While trying to solve a problem involving vector potentials I ran into this type of function: $$ f(x,y,z) = g(x,y,z) + \int \frac\partial{\partial z} \left( \int \frac\partial{\partial y} \left( \int \frac{\partial f}{\partial x}dz \right)dx \right)dy $$
My primary question is if there's a way to simplify/evaluate the triple integral. Secondly, I was wondering if there's a name or theorem or any better way to describe this type of integral.
Thanks to anyone that's able to help.
Edit: Changed title to something that may be more relevant to the question.

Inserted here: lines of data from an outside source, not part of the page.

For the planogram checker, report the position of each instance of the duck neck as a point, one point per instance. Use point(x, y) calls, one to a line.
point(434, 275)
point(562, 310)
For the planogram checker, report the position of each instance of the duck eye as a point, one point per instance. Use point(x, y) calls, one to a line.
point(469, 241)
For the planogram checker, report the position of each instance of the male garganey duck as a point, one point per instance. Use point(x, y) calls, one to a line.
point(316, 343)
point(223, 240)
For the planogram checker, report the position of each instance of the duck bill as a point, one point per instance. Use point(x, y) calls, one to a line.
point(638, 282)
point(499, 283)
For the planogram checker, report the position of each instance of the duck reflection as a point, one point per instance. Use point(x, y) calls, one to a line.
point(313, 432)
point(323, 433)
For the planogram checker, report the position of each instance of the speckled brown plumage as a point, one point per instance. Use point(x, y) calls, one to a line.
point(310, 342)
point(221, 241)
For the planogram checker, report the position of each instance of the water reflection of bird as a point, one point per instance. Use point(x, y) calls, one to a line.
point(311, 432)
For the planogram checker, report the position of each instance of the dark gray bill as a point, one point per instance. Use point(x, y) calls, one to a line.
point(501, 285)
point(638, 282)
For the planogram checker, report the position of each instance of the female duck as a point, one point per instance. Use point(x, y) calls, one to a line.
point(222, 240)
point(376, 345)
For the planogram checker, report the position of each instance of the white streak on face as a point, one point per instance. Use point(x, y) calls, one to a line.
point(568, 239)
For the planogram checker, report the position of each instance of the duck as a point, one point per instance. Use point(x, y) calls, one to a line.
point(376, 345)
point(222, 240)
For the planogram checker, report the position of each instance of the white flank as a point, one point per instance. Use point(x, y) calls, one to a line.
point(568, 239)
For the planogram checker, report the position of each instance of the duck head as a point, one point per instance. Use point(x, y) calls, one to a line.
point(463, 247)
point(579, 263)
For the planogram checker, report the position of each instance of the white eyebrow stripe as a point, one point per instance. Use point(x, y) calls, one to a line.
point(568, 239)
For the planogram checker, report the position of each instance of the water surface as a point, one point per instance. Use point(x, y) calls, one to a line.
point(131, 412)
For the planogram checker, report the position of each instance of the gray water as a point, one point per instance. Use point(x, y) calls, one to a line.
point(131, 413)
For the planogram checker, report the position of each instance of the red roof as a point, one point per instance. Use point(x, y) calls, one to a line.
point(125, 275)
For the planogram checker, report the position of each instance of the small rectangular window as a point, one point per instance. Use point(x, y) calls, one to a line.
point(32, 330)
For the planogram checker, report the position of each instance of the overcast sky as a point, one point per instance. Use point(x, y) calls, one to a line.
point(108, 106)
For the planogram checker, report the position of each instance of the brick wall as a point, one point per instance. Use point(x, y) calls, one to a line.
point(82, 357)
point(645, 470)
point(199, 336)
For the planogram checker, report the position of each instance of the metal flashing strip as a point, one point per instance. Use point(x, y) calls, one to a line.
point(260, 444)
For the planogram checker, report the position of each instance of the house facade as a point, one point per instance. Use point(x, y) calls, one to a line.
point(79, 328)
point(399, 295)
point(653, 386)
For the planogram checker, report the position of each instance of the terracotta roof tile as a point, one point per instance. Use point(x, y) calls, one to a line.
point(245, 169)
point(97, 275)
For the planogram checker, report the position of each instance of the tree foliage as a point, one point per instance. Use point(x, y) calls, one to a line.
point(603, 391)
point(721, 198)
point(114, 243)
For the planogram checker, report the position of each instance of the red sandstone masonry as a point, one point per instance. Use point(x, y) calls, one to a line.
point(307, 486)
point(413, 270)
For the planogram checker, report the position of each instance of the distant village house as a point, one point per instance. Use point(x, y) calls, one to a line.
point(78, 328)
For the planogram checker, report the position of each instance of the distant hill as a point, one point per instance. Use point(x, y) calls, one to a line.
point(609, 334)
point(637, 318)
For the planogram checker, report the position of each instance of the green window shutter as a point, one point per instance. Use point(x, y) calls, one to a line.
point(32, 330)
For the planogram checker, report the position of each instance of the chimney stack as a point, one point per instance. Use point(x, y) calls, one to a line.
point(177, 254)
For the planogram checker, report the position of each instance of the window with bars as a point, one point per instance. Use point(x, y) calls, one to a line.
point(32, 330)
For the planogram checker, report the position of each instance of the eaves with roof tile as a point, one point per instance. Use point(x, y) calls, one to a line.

Yes, this can be simplified, by interchanging the order of differentiation and integration. For the innermost integral, $$ \frac{\partial}{\partial y}\int \frac{\partial f}{\partial x}\ dz=\int \frac{\partial^2 f}{\partial y\ \partial x}\ dz, $$ and doing the same once more yields that $$ \int \frac{\partial}{\partial z}\int \frac{\partial}{\partial y}\int \frac{\partial f}{\partial x}\ dz\ dx\ dy=\int\int\int \frac{\partial^3 f}{\partial z\partial y\partial x}\ dz\ dx\ dy. $$ Note also that $x,y,z$ can be reordered in any of the $3!$ desired orderings, in both the derivatives and in the integrals, each independently of the other, without affecting the value of the expression. (All this follows from Leibniz' integral rule and equality of mixed partials, which require some technical analytical assumptions about the function $f(x,y,z)$ that are usually satisfied in practice.)